June 19, 2017 at 6:43 am #153912
I am 18 years old and have never really dated anyone (I am a virgin). I've been trying to figure out how to change my mentality on love, particularly involving myself. I find that I have much compassion for my friends and family but when it comes to liking someone else or trying to date I fall apart. I tried online dating recently. I really clicked with the guy I was talking to but when we met, I completely freaked out. I mean, I held my composure through the whole date but afterward I was a mess. It might be necessary to mention that I have had “daddy issues” my entire life. My parents have been divorced my entire life and I had a rocky relationship with my father pretty much my entire childhood (up to age 14). Fortunately, we have been able to patch our relationship but I still seem to have issues dating. Going on that date with the guy I met online freaked me out because I kept having feelings like: “he looks too much like my dad,” and “he keeps looking at me in a sexual way”. Neither of these things were true, but I kept repeating them to myself which made it worse.

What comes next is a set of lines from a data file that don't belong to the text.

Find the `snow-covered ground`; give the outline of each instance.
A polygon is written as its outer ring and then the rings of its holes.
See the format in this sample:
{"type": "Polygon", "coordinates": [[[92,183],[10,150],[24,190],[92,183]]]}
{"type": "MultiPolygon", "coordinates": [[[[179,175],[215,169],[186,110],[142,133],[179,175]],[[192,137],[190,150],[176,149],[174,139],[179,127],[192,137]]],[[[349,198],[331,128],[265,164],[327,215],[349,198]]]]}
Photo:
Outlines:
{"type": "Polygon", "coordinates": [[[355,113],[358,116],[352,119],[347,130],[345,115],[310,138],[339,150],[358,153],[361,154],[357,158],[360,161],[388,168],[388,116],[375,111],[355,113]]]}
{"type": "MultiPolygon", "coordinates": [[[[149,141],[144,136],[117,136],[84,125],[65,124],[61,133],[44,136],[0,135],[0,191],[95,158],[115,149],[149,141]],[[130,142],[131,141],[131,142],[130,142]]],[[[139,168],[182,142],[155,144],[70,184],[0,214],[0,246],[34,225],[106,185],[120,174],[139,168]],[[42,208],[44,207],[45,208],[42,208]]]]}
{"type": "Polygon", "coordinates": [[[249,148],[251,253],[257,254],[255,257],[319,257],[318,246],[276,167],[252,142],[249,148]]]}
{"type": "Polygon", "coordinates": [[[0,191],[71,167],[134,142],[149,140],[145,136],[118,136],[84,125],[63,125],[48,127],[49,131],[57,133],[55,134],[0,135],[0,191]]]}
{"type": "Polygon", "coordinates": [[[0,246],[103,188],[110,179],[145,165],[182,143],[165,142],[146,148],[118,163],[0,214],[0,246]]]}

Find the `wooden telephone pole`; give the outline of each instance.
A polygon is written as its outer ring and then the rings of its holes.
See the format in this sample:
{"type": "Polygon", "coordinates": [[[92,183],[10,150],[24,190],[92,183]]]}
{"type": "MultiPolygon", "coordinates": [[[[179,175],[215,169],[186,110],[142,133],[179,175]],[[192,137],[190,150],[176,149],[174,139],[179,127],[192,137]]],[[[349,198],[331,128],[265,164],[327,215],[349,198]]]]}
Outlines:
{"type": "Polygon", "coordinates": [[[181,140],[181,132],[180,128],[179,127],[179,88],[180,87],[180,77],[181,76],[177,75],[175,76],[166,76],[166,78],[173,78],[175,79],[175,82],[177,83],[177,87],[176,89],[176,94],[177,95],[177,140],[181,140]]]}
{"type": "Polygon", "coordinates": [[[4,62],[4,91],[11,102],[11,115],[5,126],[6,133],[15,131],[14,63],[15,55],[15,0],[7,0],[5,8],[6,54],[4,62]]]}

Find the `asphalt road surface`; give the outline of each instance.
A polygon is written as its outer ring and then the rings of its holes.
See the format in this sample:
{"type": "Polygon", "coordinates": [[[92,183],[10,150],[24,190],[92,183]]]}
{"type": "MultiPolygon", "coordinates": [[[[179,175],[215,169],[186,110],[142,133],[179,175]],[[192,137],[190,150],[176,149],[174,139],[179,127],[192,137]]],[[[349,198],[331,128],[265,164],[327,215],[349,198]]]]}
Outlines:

I read a different post about another person who also had troubles with dating. One of the responses asked if she had mostly female friends. To clear this up on my end, I have a wide spread of both male and female friends. HOWEVER, the three closest guy friends that I have, I had once had a crush on them, and I tend to be much more honest and close to my female friends. (I just thought this might be relevant information).
Thank you for the help!!! I really appreciate anyone willing to reply. This problem has been vexing me for quite a while!June 19, 2017 at 10:16 am #154000
You wrote that you had “daddy issues… (and) a rocky relationship with my father pretty much my entire childhood (up to age 14)”- I don't know what it means, for you, having “daddy issues”, would you like to explain?
And what was the nature of the rocky relationship?
anitaJune 19, 2017 at 10:53 am #154010
Sorry for the lack of explanation, I didn't want to ramble too much. So my parents divorced when I was too young to remember mostly because he was abusive to a certain degree toward my mom. After the divorce, my mom fought for full custody but I was forced to visit on scheduled dates and selected holidays. The crooks of the issue I think with this is that I have suffered a severe general/social anxiety disorder all of my life. So when I was young, I would have a hard time going to see him because my mom helped me stay (for lack of a better word) sane. We had a routine that would constantly be thrown off when I went to see him. So this made things difficult on my side of things. Because of my anxiety disorder, I tended to act much like a child with ADHD/ADD but I was able to sit still much longer. This might have been why it was hard for my Dad to understand me at a young age. There was also a point in my childhood where my father physically hurt (I'd rather not go into detail here). This emotionally scarred me for many years after. The rocky relationship had to do with the way we got along. So, he never knew that I had a problem, he just thought I was a problem child that needed to be disciplined. This harmed our relationship because he didn't take the time to try and help me, he just got mad and I got mad.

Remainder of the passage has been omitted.